Multimodal Large Language Models (MLLMs) have shown strong performance on Video Temporal Grounding (VTG). However, their coarse recognition capabilities are insufficient for fine-grained temporal understanding, making task-specific fine-tuning indispensable. This fine-tuning causes models to memorize dataset-specific shortcuts rather than faithfully grounding in the actual visual content, leading to poor Out-of-Domain (OOD) generalization. Object-centric learning offers a promising remedy by decomposing scenes into entity-level representations, but existing approaches require re-running the entire multi-stage training pipeline from scratch. We propose SlotVTG, a framework that steers MLLMs toward object-centric, input-grounded visual reasoning at minimal cost. SlotVTG introduces a lightweight slot adapter that decomposes visual tokens into abstract slots via slot attention and reconstructs the original sequence, where objectness priors from a self-supervised vision model encourage semantically coherent slot formation. Cross-domain evaluation on standard VTG benchmarks demonstrates that our approach significantly improves OOD robustness while maintaining competitive In-Domain (ID) performance with minimal overhead.

Paper Structure

This paper contains 17 sections, 11 equations, 4 figures, 2 tables.

Figures (4)

  • Figure 1: Motivation. Zero-shot MLLMs lack fine-grained temporal understanding, producing incorrect timestamps in both settings. Fine-tuning on a VTG dataset resolves this for In-Domain (ID) videos (left), but on Out-of-Domain (OOD) videos the model predicts timestamps based on dataset-specific shortcuts rather than the actual visual content (right). Our method leverages object-centric visual representations (bottom) that decompose each frame into semantic entities, encouraging genuine visual grounding in both seen and unseen settings.
  • Figure 2: Observations. We naively fine-tune Qwen2.5-VL-3B bai2025qwen25vl on Charades-STA (Cha.) gao2017tall (source) and evaluate on QVHighlights (QVH) lei2021detecting (target). (a) ID vs. OOD performance. The model achieves 63.4 R1@0.5 on ID but drops to 43.6 on OOD, confirming severe overfitting to dataset-specific patterns. (b) Visual similarity analysis.

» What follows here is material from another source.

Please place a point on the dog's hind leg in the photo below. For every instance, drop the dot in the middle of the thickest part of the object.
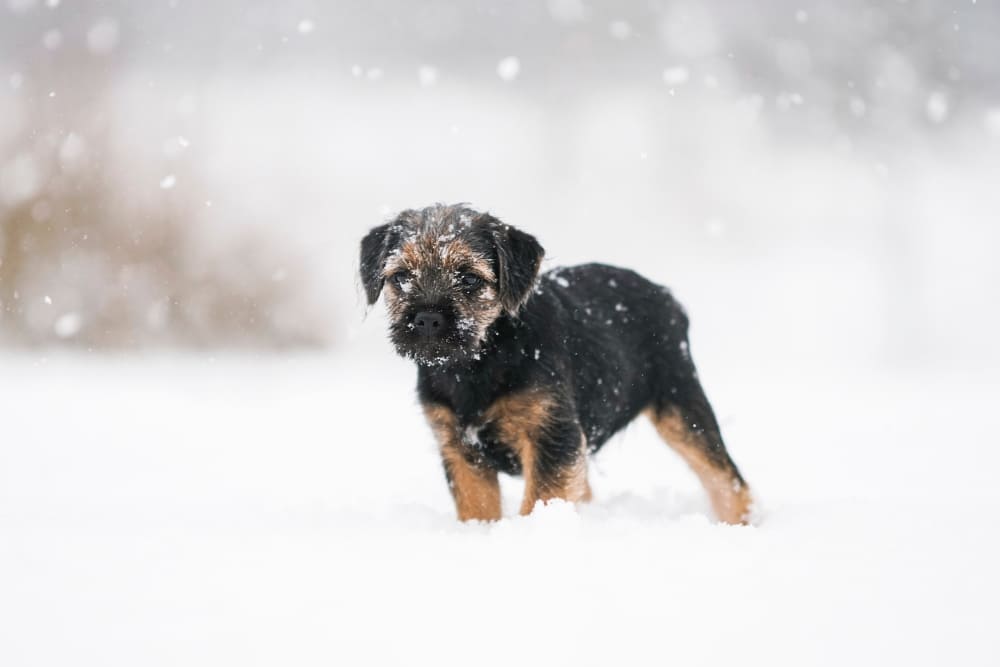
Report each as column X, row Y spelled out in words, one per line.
column 554, row 472
column 686, row 422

We extract visual features from the vision encoder and compute cosine similarity between ID and OOD samples; performance on the most similar 20% of OOD samples (52.8) far exceeds the most dissimilar 20% (39.1), indicating that the model fails when visual distribution shifts. (c) Noise perturbation. We report R1@0.7 for a stricter localization threshold. On ID, ground-truth perturbation causes a 17.4% drop while random perturbation causes only 9.6%, a significant gap confirming the model attends to the target moment. On OOD, however, the two cause nearly identical drops (12.6% vs. 12.1%), revealing that the model does not attend to the actual visual content under distribution shift. (d) Domain gap. MMD distance gretton2012kernel of our slot-based representations (0.097) is substantially lower than the baseline (0.192), showing that object-centric decomposition reduces the domain gap between source and target distributions.
  • Figure 3: (a) Overview of SlotVTG. Video frames are encoded into visual tokens and projected into the LLM decoder. In the early decoder layers, a lightweight Slot Adapter decomposes visual tokens into entity-level slots via iterative slot attention, then reconstructs the token sequence. The resulting tokens carry disentangled, entity-aware representations before entering the later layers, which are fine-tuned with LoRA for temporal reasoning and answer generation. Text tokens bypass the Slot Adapter throughout. (b) Slot Alignment Loss. Token-pair similarity derived from slot attention weights is aligned with that from a pre-trained DINOv2 model, encouraging semantically coherent tokens to be grouped into the same slot.
  • Figure 4: Slot attention visualization. We visualize the slot assignments on samples from Cha. (ID), QVH. (OOD), and ANet (OOD) by masking each frame with its highest-attending slot. Each column corresponds to one of the four learned slots.